Lebeuf, dans son Histoire du diocèse de Paris[1], mentionne certains oratoires élevés dans les endroits où saint Germain s’était arrêté pour prier ou pour instruire le peuple. Les anciennes abbayes possédaient, outre la principale église, des oratoires élevés en plusieurs lieux de l’enclos. C’est pour perpétuer les souvenirs que rappelaient de très-anciens oratoires, qu’en 1034 on rebâtit les petites chapelles de Saint-Martial à Paris, qu’un incendie avait détruit[2]. La plupart des monastères ne furent, dans l’origine, qu’un oratoire élevé au milieu d’un désert et autour duquel des cénobites vinrent s’établir. Saint Clément érigea ainsi un oratoire en un lieu dit Gorze, près de Metz, qui devint bientôt le centre d’un grand monastère[3]. Un oratoire avait été érigé en face le monastère de Sennoul pour y déposer les reliques de saint Siméon. C’est retiré dans son oratoire, à Vienne, en Dauphiné, que l’archevêque Turpin ou Tulpin apprit la mort de Charlemagne à Cologne par plusieurs diables qui s’en retournaient sans avoir pu enlever l’âme de l’empereur, disaient-ils, si l’on en croit la chronique de Richer. Charlemagne fit bâtir aussi un grand nombre d’oratoires, parmi lesquels il faut citer celui de la vallée de Moyen-Moustier, élevé en l’honneur de saint Denis, et dans lequel était conservé le corps du pape Alexandre, martyr, recueilli à Rome. Cet oratoire était pavé en mosaïque et exista jusqu’en 1586[4]. À Cluny, à Clairvaux on conservait encore, au dernier siècle, les oratoires de saint Odilon et de saint Bernard : c’est-à-dire les cellules isolées dans lesquelles se tenaient habituellement ces personnages. Bien entendu, ces chambrettes n’étaient remarquables que par leur extrême simplicité.
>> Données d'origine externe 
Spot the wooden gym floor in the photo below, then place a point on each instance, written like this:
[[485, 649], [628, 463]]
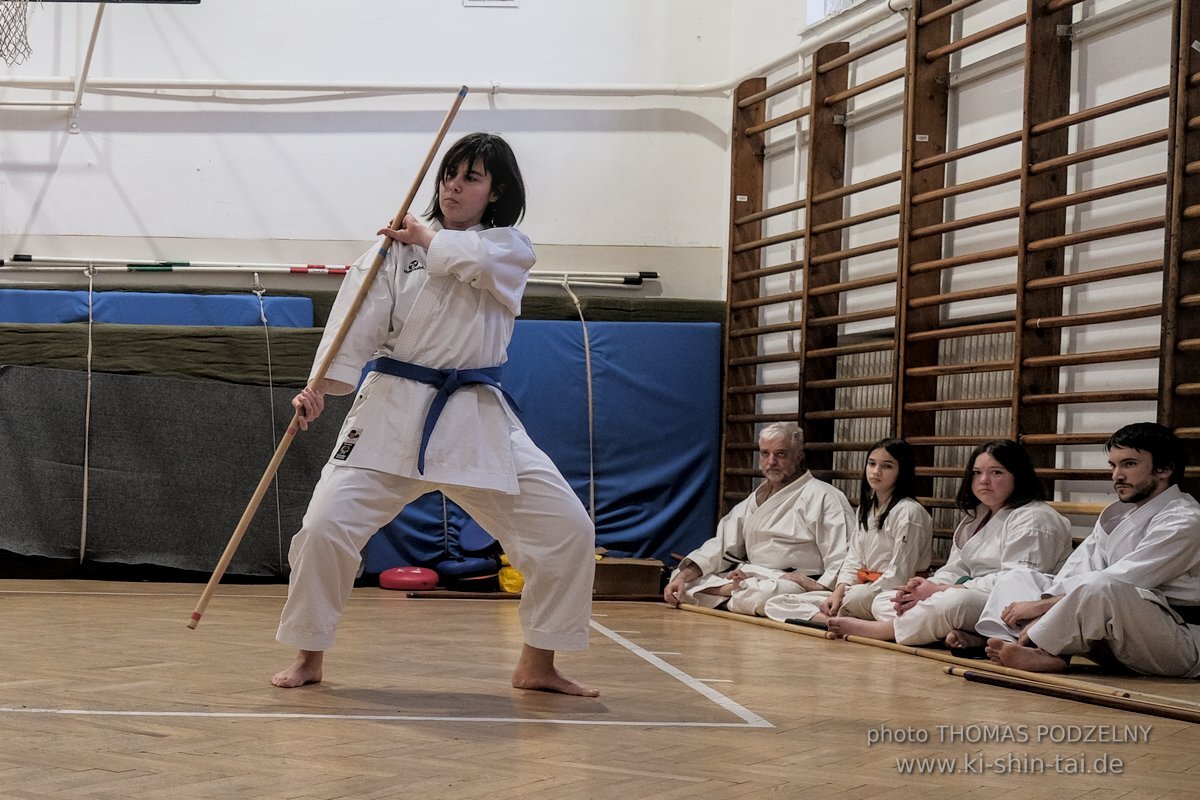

On disposait aussi certains oratoires au milieu des forteresses du moyen âge ; placés sous le vocable d’un saint particulièrement vénéré dans la contrée et dépositaires de quelques-unes de ses reliques, ils protégeaient les défenses.

C’est ainsi qu’au milieu de la cité de Villeneuve-lès-Avignon, on voit encore un oratoire du XIIe siècle conservé au milieu de l’enceinte rebâtie au XIVe siècle.


La figure 1 donne le plan de cette petite chapelle, et la figure 2 son élévation perspective.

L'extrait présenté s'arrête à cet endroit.